Breakdown: Why storms need these three things to form
MEMPHIS, Tenn. (WMC) - Thunderstorms are common in the Mid-South, especially in the Spring and Summer months. This is because of our location. We are relatively close to the Gulf of Mexico and also in an area that frequently sees cold and warm fronts.
In order for storms to form, there must be three ingredients. In the Mid-South, this recipe is usually on the menu several times a month.
1. MOISTURE. As previously mentioned the Gulf of Mexico acts as the moisture source in the Mid-South. On days with multiple thunderstorms, surface winds are out of the south.
2. INSTABILITY. When warm air is at the surface and cooler air is in the air above it, the air will rise. As the air rises and cools, it will eventually condense and form clouds. Thunderstorms will then form within these clouds, if the other ingredients are also present.
3. LIFT. In order for air to rise, it needs lift. This is achieved in many different ways. When the sun comes out, it will warm the surface, which will create a different air density than the surrounding air.
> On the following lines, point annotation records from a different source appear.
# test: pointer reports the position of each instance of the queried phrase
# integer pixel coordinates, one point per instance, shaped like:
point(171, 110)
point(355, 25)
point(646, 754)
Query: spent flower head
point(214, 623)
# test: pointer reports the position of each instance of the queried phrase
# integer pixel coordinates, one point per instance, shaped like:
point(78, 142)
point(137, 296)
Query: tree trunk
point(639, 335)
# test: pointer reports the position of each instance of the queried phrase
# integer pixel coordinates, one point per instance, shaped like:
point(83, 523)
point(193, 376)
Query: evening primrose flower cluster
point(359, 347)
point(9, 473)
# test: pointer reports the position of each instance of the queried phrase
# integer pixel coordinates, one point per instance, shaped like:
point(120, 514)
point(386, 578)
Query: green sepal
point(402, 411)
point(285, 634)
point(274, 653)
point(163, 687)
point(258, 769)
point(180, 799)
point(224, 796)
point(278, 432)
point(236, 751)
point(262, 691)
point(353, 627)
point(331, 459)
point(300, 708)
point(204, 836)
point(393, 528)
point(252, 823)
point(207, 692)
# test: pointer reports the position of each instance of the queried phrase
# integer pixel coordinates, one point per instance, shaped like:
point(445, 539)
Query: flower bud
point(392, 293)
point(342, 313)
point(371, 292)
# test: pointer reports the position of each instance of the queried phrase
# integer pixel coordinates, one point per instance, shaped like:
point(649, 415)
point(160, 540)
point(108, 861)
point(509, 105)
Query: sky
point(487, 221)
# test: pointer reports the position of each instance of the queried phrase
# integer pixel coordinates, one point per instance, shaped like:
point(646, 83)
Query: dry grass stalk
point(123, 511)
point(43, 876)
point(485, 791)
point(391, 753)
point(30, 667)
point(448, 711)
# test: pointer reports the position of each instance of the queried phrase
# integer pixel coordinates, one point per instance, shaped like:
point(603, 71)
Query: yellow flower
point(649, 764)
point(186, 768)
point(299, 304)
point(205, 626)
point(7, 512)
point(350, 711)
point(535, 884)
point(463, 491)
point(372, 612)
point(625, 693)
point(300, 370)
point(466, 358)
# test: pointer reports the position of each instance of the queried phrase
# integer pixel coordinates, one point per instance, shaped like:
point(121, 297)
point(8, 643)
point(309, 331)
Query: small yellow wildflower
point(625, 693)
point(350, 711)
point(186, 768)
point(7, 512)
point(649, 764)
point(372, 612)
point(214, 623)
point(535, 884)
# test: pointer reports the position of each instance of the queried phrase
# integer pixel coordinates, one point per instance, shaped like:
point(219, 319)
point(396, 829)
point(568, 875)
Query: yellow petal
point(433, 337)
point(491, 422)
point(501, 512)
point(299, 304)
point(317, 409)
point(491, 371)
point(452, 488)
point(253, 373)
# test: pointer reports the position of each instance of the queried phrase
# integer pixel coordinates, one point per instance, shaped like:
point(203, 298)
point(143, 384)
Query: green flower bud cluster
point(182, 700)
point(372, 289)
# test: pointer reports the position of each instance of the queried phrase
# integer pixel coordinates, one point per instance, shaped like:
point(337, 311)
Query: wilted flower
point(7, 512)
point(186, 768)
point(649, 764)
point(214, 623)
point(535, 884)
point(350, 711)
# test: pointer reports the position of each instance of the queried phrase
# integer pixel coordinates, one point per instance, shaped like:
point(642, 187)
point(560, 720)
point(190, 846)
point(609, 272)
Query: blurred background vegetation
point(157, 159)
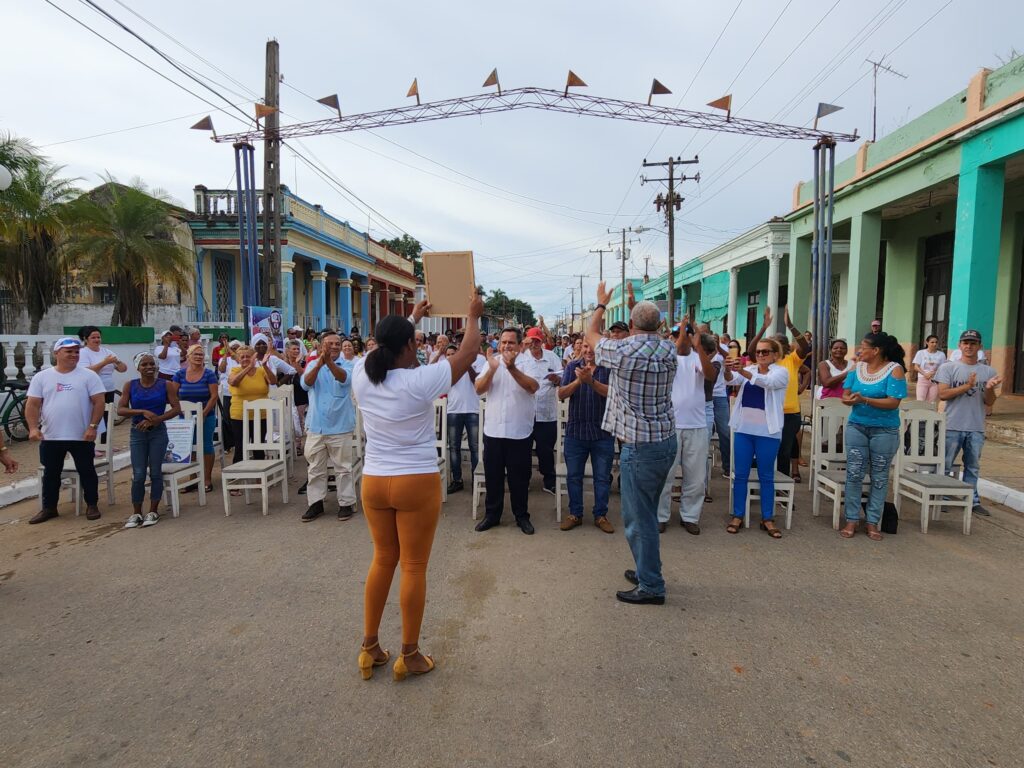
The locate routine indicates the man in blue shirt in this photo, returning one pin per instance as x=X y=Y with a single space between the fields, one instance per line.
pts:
x=586 y=385
x=330 y=422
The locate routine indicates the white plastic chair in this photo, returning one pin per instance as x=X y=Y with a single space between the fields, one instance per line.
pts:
x=261 y=474
x=103 y=464
x=178 y=477
x=921 y=466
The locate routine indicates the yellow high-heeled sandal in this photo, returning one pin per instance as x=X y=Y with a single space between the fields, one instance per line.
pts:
x=367 y=662
x=400 y=670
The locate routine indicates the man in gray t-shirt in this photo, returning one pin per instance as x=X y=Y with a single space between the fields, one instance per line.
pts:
x=967 y=387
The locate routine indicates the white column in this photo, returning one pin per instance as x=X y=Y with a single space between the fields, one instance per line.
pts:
x=773 y=268
x=733 y=298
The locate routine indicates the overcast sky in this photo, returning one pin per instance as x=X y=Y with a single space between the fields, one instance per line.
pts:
x=530 y=193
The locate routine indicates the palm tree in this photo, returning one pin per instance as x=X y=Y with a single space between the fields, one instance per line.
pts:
x=124 y=236
x=34 y=218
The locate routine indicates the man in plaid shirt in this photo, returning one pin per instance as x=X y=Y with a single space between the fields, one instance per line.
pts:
x=639 y=413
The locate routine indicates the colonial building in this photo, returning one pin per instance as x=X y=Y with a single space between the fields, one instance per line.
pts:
x=332 y=274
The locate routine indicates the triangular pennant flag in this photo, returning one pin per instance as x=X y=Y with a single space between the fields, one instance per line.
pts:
x=656 y=88
x=206 y=124
x=824 y=109
x=725 y=102
x=414 y=90
x=262 y=111
x=331 y=101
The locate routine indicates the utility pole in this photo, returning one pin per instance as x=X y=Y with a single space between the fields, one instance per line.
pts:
x=672 y=203
x=270 y=263
x=876 y=66
x=622 y=255
x=601 y=252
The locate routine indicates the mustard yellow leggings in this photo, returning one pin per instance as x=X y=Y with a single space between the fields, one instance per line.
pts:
x=401 y=513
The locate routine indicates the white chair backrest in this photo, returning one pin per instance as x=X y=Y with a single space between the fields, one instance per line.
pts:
x=926 y=446
x=271 y=412
x=440 y=426
x=829 y=419
x=194 y=411
x=915 y=404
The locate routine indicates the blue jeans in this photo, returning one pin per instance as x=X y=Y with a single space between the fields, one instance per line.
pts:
x=644 y=467
x=601 y=453
x=722 y=426
x=147 y=451
x=765 y=450
x=971 y=443
x=458 y=422
x=868 y=450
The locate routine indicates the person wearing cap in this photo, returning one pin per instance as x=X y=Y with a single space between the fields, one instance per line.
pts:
x=168 y=352
x=619 y=331
x=639 y=413
x=146 y=399
x=968 y=387
x=508 y=427
x=542 y=366
x=267 y=355
x=64 y=411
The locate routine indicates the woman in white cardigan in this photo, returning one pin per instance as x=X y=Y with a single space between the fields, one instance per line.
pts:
x=757 y=430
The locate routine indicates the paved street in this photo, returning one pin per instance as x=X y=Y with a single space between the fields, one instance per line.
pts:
x=216 y=641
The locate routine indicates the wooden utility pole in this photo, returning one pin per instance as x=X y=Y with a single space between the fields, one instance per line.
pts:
x=672 y=203
x=270 y=261
x=600 y=263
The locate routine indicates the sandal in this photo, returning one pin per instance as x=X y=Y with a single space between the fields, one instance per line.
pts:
x=367 y=662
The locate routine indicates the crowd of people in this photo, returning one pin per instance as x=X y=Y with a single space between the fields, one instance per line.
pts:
x=658 y=395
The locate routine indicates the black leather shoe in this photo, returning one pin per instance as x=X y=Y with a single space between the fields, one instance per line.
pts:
x=314 y=511
x=638 y=597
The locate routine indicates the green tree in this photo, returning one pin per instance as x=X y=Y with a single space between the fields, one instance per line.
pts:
x=124 y=236
x=499 y=304
x=411 y=249
x=34 y=219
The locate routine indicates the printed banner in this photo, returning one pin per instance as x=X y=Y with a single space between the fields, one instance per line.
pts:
x=180 y=434
x=267 y=321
The cooler air around this area will sink, so the warmer air will rise. Fronts, which divide warm/moist air and dry/cold air, also create the spark needed for lift to occur. We typically see storms forming along cold fronts in the Mid-South.
For SEVERE thunderstorms, there must also be a 4th component called shear. This is defined as changes in the winds as you go up in the atmosphere, either in direction or speed. This also provides the “spin” needed for tornado development.